I’m pretty sure that in my installation (made from scratch) lucene is actually working even in PDF and doc files not only in .txt ones.

Hmmm… Can you help me understand the index.lucene part?

Indexes are saved in the cache directory of your installation: ./data/cache/indexes (depending on your settings)
If an index get corrupted search on that index does not works anymore.
I’m not sure whenever a index command actually drops and recreate the index or just updates diffs.

Interesting, I located the folder. Deleted all the indexes, re-ran indexation and I can see new files were created.

2_1.del
_2.sti
_3.sti
read.lock.file
segments_6
write.lock.file
_2.cfs
_3.cfs
optimization.lock.file
read-lock-processing.lock.file
segments.gen

However the only indexation I get from search, is by filename. Content search simply doesn’t work for me.

Pydio documentation says: “You must make sure to add a meta source “index.lucene” to the repositories that you want to be indexed.”

I’m still looking for an answer to understand that part. How do I add a meta source to the repository?

You must enter in settings, select the workspace, on the left there is a part named Additional features
You must be sure that:
Lucene Search engine is listed in that section

after that you must click Lucene search Engine and verify that the switch Index Content is enabled.

Everything mentioned is enabled. If that is all you had to do, to make it work, then I guess I’m out of luck.

Okay, found the solution. I feel like screaming.

Apparently a workspace is not a repository. However a folder inside a workspace is a repository (i have no idea why this is not mentioned in the docs).

So if I create a folder, put a txt file in it, the contents are indexed.

Thanks for your support romoloman. You already helped me once, with the Collabora Online. <3

Just a quick update. Since the indexer, doesnt parse docx files. It wont event index their filenames. So I end up deciding to disable indexing content. Now I can at least search on all filenames.

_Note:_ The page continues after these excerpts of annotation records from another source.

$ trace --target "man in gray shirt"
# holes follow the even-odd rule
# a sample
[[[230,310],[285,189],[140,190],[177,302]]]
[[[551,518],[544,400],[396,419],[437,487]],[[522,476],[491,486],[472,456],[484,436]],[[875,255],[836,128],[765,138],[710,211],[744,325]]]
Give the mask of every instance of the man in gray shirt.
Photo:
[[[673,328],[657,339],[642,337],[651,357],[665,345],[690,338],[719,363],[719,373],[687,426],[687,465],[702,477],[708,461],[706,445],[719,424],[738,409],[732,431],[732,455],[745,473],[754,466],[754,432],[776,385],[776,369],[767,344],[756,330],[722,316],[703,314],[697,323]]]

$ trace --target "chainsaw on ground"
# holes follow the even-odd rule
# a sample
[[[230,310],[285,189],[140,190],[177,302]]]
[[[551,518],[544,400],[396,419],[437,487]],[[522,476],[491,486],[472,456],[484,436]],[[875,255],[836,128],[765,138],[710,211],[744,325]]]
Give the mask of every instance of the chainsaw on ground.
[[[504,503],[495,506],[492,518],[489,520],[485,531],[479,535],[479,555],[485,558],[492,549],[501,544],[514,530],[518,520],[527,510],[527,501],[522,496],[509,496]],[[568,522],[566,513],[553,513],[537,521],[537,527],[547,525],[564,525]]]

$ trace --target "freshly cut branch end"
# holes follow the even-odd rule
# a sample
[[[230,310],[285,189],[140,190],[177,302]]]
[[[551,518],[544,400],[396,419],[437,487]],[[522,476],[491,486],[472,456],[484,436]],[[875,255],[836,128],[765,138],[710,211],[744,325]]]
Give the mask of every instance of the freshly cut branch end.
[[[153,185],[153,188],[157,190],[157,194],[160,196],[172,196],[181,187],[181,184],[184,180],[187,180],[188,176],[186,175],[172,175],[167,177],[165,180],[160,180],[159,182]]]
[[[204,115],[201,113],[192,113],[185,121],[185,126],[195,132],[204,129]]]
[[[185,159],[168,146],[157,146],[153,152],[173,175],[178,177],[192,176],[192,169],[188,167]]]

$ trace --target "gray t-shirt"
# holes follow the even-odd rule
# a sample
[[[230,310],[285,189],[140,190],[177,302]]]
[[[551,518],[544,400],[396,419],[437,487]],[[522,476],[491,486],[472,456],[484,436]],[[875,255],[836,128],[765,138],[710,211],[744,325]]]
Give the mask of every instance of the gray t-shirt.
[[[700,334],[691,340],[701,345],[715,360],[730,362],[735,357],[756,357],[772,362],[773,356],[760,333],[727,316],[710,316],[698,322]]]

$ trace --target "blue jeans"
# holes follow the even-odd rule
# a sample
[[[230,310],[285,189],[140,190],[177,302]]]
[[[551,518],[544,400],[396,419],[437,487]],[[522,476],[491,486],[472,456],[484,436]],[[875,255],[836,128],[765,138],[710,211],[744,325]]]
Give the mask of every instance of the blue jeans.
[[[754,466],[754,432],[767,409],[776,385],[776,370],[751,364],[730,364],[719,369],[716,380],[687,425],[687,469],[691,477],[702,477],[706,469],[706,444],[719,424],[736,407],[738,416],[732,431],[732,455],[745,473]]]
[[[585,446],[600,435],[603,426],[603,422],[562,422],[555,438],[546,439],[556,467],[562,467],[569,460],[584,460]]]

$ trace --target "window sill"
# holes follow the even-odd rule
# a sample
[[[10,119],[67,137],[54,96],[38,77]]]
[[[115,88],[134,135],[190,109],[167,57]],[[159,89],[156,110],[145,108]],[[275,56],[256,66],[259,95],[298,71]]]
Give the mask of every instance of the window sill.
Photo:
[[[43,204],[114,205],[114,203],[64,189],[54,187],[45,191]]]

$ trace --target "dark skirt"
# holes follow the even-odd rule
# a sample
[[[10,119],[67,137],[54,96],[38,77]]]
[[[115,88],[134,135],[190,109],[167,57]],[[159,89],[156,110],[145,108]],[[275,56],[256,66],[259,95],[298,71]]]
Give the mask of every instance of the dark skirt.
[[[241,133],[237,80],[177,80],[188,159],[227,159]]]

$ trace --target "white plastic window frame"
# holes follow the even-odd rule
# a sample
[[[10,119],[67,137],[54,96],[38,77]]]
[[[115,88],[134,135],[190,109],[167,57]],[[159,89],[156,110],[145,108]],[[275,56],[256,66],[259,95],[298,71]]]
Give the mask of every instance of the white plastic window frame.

for docs files (docx, doc, odt, xls, ods, ppt, odp) the solution is simple:

UNICONV + XPDF INTEGRATION
If you can install the uniconv utilitary on your server, along with the openoffice or libreoffice headless suite, and the xpdf utilitary, the plugin will be able to extract and index textual contents from office documents (Word,Excel,Powerpoint and all their closed or open-source variants).
On ubuntu 16.04:
apt-get install unoconv xpdf

for pdf files you need to install pdftotext

Yeah already tried that. Unfortunately without success. Did everything according to the configuration. Binaries are installed. Paths are entered in Pydio. Pydio runs with a user that can access the binaries. I click launch indexation, search and more, enter string i content field. No results.